そしてこの理屈が日本の「すみません文化」を肯定する一因になっている。
が、それは大きな間違いだと思う。
自己の意見を通そう、通せるというのは「相手の立場、メリット、デメリット」が十分に理解できているからこそ、そのメリットを弱めたりデメリットを強調したりできるわけだし、当然自分達の長短所が理解できているから、「何が自分達にとって良いか」も理解できる。
「あまりにも利己的と思える」というのは、裏を返せば「自国に都合が悪いためそう思う」に過ぎないし、利己的と判断する基準が利己的。
そしてそのような主張が出来るのは「相手の立場を考えられないから」、とあるが向こうの人も「そんなこと分かった上で言っている」わけで、それこそ向こうの建前を日本人が理解できてない、つまり察することが出来ていない証拠だと思う。

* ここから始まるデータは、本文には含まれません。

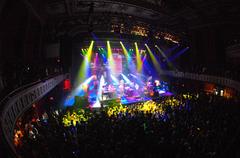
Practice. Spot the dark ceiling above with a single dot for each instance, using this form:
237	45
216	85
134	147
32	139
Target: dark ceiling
72	16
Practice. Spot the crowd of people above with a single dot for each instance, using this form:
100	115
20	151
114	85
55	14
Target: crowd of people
229	72
207	126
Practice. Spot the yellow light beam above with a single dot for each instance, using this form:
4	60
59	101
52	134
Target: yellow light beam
138	58
153	58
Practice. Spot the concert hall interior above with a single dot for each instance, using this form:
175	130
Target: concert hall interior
119	78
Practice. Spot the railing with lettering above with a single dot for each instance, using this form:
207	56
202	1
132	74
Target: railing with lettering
18	102
21	100
200	77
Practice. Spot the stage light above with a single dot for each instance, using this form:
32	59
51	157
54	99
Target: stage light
102	82
126	79
125	52
115	80
85	66
110	57
154	60
138	58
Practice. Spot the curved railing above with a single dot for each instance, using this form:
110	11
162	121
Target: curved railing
205	78
17	102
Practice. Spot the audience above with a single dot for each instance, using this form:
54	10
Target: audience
206	127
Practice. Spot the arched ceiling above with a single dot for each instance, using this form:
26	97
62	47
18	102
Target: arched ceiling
176	16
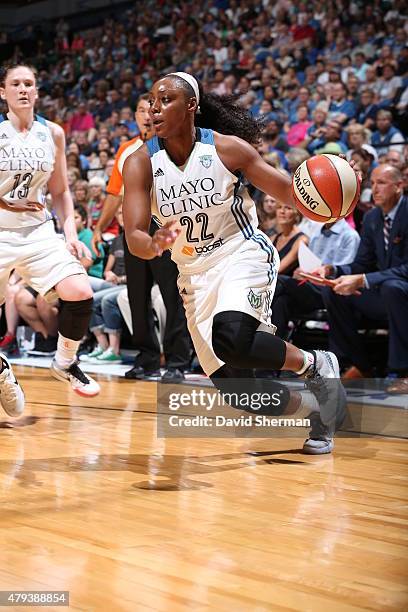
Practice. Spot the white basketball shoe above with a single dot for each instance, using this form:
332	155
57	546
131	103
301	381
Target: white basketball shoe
12	398
80	382
323	380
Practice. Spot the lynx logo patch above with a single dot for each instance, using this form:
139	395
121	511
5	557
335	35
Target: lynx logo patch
206	160
256	301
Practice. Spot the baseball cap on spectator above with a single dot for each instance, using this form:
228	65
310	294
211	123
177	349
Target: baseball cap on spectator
371	151
331	147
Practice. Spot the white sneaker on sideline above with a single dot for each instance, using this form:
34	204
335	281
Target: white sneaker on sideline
12	398
80	382
323	380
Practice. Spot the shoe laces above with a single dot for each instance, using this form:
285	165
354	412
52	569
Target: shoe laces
9	391
77	373
318	431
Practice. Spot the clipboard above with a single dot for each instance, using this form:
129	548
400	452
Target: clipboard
317	280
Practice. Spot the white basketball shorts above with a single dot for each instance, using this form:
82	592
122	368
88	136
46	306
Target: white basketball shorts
244	281
38	255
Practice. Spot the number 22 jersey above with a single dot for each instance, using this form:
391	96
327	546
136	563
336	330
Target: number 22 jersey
26	164
213	208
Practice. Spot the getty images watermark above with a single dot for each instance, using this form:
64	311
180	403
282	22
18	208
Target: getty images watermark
197	412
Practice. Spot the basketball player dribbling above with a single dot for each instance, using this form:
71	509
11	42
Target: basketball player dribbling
32	159
190	179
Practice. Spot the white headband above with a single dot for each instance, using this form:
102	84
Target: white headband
191	81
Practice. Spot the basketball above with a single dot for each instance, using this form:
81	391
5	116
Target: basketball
325	188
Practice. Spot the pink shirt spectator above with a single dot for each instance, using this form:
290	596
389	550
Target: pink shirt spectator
297	133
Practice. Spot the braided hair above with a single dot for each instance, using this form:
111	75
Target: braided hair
222	113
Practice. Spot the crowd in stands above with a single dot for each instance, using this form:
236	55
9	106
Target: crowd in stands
322	77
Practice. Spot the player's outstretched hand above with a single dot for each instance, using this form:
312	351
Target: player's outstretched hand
349	284
165	237
79	249
355	167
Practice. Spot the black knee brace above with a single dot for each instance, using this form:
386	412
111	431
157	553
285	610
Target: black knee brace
74	318
232	337
236	341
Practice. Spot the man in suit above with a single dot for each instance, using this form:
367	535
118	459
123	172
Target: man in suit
375	285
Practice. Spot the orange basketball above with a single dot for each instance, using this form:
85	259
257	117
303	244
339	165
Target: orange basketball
325	188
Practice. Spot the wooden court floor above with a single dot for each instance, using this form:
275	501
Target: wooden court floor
92	502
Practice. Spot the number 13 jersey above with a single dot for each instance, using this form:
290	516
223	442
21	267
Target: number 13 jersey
213	208
26	164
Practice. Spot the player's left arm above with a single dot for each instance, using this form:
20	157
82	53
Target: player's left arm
236	154
61	196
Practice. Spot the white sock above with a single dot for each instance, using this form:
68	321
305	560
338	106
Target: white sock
308	360
66	351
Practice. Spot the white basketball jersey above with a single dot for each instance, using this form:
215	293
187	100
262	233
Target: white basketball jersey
213	208
26	164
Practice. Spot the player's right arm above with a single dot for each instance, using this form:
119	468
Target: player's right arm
138	180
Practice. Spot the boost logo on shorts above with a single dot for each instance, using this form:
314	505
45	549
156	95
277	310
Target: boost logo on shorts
187	250
256	301
204	250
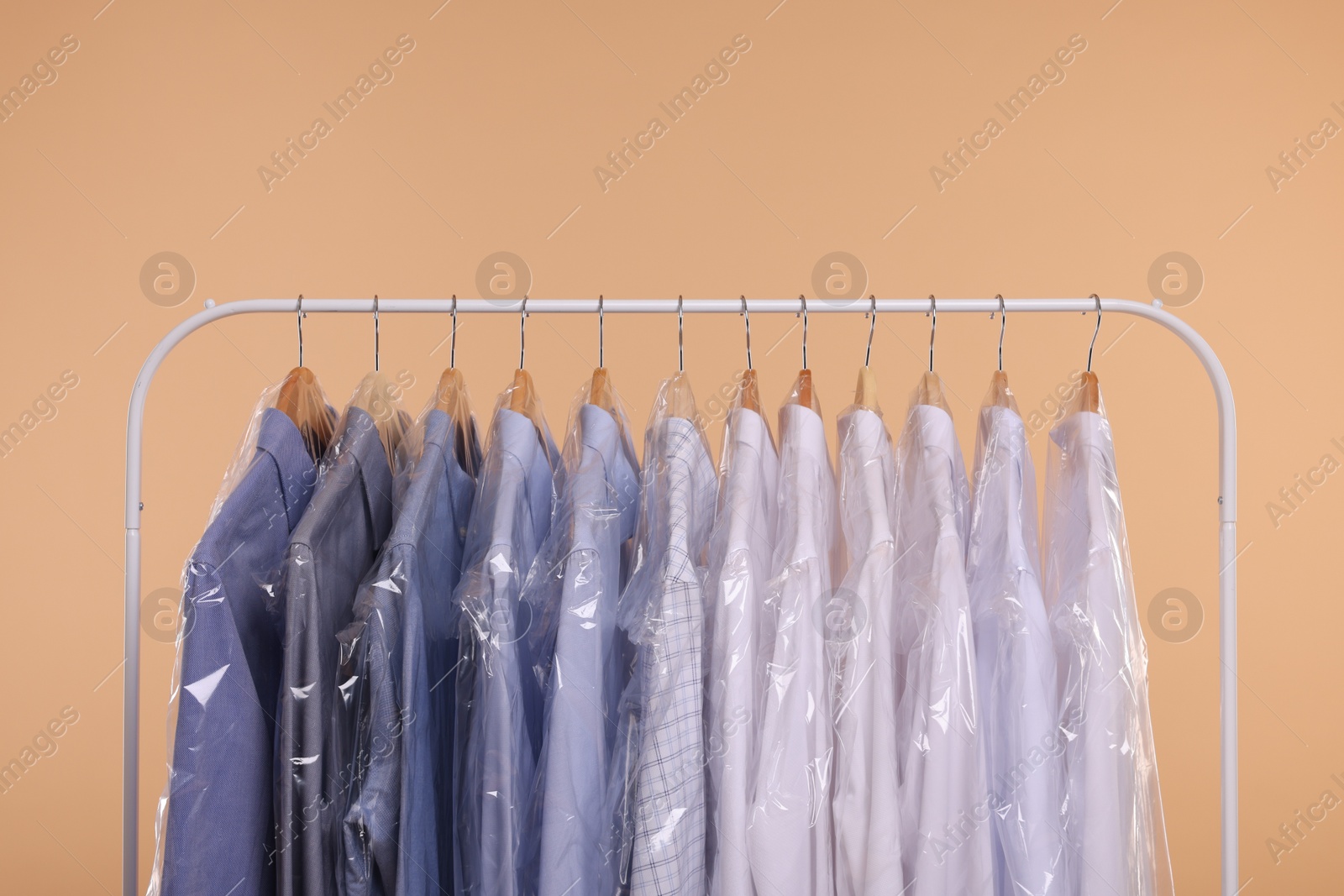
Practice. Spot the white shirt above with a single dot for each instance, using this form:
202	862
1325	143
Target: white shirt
1016	663
859	634
944	797
741	564
790	836
663	609
1113	824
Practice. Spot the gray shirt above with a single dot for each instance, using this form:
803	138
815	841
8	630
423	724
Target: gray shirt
333	548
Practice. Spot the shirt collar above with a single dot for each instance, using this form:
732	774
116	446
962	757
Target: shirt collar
281	439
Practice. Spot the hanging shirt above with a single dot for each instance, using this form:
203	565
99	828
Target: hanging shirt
741	566
859	626
396	698
790	835
1113	824
219	829
333	550
499	703
663	611
1015	663
573	593
945	802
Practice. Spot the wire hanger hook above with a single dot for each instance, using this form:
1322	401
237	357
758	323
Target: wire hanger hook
933	331
522	333
873	325
1003	325
680	338
746	316
1095	297
601	325
804	300
302	329
375	333
452	343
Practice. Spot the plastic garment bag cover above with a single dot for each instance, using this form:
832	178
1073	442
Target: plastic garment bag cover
1113	817
1015	661
394	708
790	837
499	705
944	805
329	553
659	762
580	658
741	566
215	829
859	626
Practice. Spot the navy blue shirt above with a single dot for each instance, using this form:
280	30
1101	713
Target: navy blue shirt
396	683
333	547
219	829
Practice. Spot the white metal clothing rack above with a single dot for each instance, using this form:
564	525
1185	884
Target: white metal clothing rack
1226	479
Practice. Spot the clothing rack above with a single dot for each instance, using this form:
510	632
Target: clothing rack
1153	312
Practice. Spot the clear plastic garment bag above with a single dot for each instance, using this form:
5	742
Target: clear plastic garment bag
859	625
575	647
659	781
1113	820
499	705
741	566
790	832
944	797
1015	658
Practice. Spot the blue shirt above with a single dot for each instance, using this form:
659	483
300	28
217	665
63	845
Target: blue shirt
219	829
396	685
496	710
333	550
580	654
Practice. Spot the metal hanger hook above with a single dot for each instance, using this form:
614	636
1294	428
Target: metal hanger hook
522	333
746	316
452	343
1095	297
1003	325
873	325
933	331
300	329
804	300
680	338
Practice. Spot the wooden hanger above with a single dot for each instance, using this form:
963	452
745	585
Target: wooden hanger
999	392
450	396
1089	394
749	391
806	394
931	385
866	392
302	401
381	399
600	392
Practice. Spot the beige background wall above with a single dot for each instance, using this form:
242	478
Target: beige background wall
148	139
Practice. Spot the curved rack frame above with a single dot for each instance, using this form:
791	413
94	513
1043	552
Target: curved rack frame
1226	483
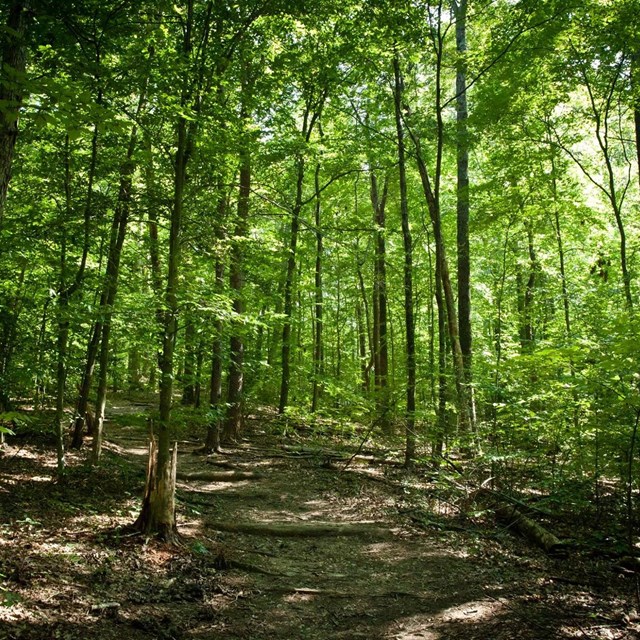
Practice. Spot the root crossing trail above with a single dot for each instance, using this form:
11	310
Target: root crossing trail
279	543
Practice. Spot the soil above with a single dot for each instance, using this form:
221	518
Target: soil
69	569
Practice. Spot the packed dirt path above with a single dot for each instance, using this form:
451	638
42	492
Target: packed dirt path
281	543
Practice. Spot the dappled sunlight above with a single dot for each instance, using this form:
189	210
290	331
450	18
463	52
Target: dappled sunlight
471	612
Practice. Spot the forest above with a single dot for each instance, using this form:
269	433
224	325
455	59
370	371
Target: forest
369	252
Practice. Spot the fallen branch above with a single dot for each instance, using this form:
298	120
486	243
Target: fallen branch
530	529
345	594
218	476
309	530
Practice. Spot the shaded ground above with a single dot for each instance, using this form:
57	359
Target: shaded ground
67	570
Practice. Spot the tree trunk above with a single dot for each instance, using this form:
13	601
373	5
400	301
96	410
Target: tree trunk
212	442
380	346
157	516
318	346
462	197
116	242
233	421
410	434
11	90
288	288
432	196
188	371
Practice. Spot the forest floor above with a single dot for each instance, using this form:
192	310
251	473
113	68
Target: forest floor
334	553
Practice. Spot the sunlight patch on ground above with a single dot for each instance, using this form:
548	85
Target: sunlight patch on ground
471	612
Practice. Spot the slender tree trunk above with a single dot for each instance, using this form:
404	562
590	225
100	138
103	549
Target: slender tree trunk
311	115
462	196
66	291
635	86
11	90
432	196
157	516
380	339
441	411
212	442
362	347
526	296
233	421
188	370
367	329
288	289
82	403
318	346
408	271
116	242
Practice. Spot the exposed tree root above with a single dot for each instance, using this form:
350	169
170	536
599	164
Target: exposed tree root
309	530
218	476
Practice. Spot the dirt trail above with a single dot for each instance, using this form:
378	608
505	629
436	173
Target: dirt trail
406	585
391	580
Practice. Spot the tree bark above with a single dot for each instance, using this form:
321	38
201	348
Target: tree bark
380	345
310	117
462	202
116	242
318	346
157	516
410	436
233	421
11	90
432	196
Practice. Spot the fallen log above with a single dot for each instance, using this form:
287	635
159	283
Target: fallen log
530	529
299	530
218	476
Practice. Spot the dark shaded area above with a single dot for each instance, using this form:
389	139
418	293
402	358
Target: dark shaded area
66	557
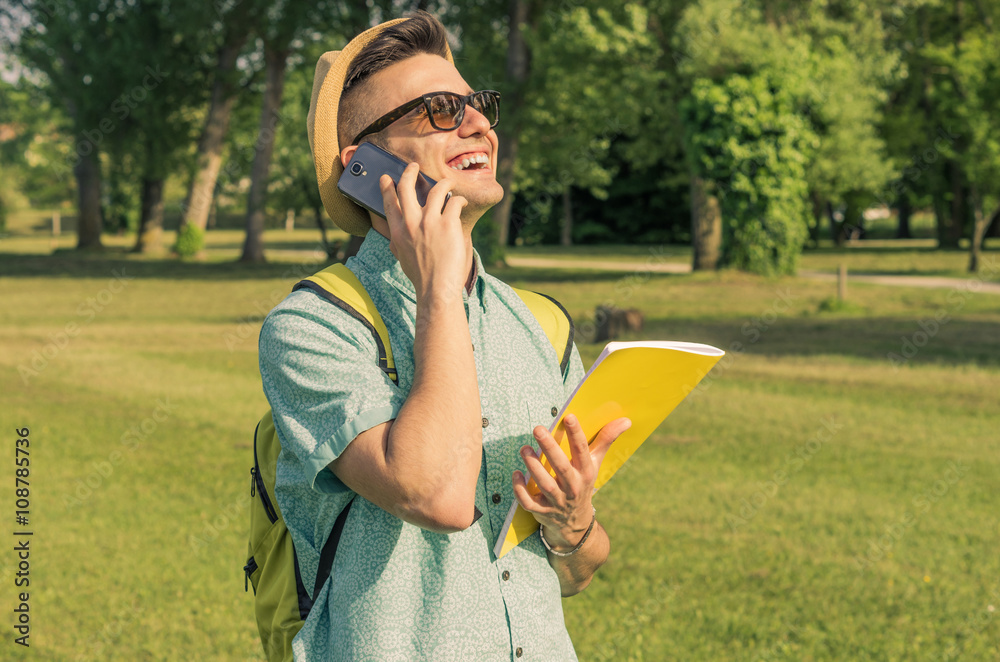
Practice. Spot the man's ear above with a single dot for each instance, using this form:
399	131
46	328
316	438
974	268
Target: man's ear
347	154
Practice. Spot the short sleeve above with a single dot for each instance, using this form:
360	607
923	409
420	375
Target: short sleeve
574	372
320	373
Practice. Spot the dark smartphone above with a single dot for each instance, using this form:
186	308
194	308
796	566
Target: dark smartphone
360	179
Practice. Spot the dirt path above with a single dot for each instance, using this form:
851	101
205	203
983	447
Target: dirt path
972	284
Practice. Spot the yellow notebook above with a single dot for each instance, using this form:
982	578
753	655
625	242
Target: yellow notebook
643	381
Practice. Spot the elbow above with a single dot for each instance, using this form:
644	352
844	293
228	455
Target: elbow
441	513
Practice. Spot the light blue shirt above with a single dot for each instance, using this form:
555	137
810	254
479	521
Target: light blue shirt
399	593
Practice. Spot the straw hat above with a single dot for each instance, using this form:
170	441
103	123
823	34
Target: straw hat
328	83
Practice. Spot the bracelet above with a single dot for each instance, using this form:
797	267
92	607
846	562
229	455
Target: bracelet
541	534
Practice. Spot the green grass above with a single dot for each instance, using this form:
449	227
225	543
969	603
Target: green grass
140	537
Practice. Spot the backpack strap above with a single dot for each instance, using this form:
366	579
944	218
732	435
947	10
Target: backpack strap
555	322
338	285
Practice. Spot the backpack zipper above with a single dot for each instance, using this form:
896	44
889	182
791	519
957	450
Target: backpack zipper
272	514
249	569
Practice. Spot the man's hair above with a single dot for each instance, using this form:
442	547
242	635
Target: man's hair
420	34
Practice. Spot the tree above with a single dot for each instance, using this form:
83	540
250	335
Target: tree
232	30
285	28
65	41
568	125
162	87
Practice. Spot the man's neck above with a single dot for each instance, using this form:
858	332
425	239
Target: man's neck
471	279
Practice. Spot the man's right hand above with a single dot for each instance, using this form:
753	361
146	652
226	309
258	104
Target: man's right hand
428	241
423	467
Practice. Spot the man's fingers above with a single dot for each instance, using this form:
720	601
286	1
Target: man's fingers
406	191
577	440
543	479
437	195
608	434
390	201
553	453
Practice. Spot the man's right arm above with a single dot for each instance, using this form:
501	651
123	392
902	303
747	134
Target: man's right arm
423	466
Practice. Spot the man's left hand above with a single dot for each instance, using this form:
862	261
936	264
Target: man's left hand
563	503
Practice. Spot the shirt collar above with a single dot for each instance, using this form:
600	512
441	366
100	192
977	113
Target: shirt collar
376	257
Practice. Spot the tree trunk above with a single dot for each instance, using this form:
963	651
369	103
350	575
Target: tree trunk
88	186
953	221
940	218
275	61
706	225
978	232
836	227
814	228
518	62
993	227
201	190
566	238
149	238
905	211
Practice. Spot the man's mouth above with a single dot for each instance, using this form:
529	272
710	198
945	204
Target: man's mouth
470	161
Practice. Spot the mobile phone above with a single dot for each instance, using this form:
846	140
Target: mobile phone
360	179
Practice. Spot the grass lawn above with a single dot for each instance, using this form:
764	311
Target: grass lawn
814	500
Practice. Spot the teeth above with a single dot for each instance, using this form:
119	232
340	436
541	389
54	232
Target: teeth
467	161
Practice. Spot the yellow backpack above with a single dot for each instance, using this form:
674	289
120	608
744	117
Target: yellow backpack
281	600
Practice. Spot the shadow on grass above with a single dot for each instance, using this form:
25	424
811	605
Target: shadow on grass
74	264
913	341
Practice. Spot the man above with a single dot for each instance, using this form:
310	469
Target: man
414	577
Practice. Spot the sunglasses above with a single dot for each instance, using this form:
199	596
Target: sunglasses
446	110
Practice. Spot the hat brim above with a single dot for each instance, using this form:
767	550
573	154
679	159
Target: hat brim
328	84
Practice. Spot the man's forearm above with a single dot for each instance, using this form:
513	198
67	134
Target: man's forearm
576	571
435	443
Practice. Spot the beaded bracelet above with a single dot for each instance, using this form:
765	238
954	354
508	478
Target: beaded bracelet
541	533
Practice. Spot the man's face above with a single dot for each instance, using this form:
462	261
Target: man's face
441	154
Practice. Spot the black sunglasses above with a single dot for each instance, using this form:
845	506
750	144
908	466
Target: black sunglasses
446	110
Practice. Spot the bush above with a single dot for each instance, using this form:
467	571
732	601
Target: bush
190	241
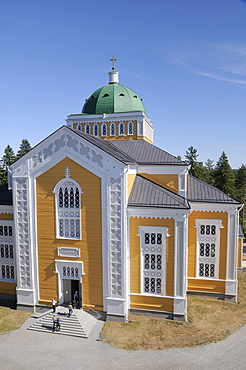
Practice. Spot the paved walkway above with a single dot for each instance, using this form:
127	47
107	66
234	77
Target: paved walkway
25	349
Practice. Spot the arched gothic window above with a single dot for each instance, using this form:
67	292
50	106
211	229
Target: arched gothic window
112	129
104	129
95	128
121	129
68	220
87	128
130	128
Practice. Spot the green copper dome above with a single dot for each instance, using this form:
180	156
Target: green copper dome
113	98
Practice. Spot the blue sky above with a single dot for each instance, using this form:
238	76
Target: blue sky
186	59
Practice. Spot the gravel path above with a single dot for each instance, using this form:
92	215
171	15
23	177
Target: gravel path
25	349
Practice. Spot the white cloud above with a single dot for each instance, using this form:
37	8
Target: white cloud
225	61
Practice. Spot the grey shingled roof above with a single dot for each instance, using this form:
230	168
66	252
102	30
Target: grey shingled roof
5	196
106	146
200	191
146	193
144	153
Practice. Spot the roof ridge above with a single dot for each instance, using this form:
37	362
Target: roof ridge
212	187
100	140
172	194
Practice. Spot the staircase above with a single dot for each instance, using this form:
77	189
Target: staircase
79	324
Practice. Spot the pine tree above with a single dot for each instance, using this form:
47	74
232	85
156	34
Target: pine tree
241	191
209	176
196	169
223	176
7	159
24	148
191	159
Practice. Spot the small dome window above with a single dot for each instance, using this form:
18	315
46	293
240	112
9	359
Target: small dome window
121	128
95	129
87	128
104	129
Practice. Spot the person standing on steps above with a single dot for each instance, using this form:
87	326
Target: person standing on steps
53	303
75	299
70	309
54	322
58	323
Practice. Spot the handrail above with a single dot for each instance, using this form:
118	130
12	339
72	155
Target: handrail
96	313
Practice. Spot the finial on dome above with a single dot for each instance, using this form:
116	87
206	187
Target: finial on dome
113	59
113	75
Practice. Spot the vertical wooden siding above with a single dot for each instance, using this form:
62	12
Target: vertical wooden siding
6	216
240	252
192	239
135	252
7	287
91	244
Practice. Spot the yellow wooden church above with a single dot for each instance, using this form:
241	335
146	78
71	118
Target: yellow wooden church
97	208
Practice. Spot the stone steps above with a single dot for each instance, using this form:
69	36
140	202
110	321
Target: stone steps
79	324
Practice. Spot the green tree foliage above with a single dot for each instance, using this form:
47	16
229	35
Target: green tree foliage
223	176
191	159
241	191
7	159
24	148
209	173
196	169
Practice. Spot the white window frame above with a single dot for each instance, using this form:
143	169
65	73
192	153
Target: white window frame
121	124
67	214
7	240
130	124
89	128
212	247
96	130
112	125
102	127
158	249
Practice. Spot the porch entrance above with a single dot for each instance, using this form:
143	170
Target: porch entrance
69	288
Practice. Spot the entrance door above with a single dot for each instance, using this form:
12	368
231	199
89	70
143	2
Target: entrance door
69	288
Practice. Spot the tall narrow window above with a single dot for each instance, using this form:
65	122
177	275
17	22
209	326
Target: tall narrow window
153	244
104	129
121	129
95	129
68	207
7	251
87	128
208	242
112	129
130	128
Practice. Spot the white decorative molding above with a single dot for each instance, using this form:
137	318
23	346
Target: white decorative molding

また、前半のほうで飲み会の場において「今日は無礼講でと言っても誰も本音を出していないと分かる」と書きながら、後半においては「非公式なコミュニケーションである飲み会の場で本音を出す」という趣旨があるが、これは矛盾しているような。
日常生活においてこのような察する、ということは良い面多いと思うが、仕事では止めたほうがメリットが多いと。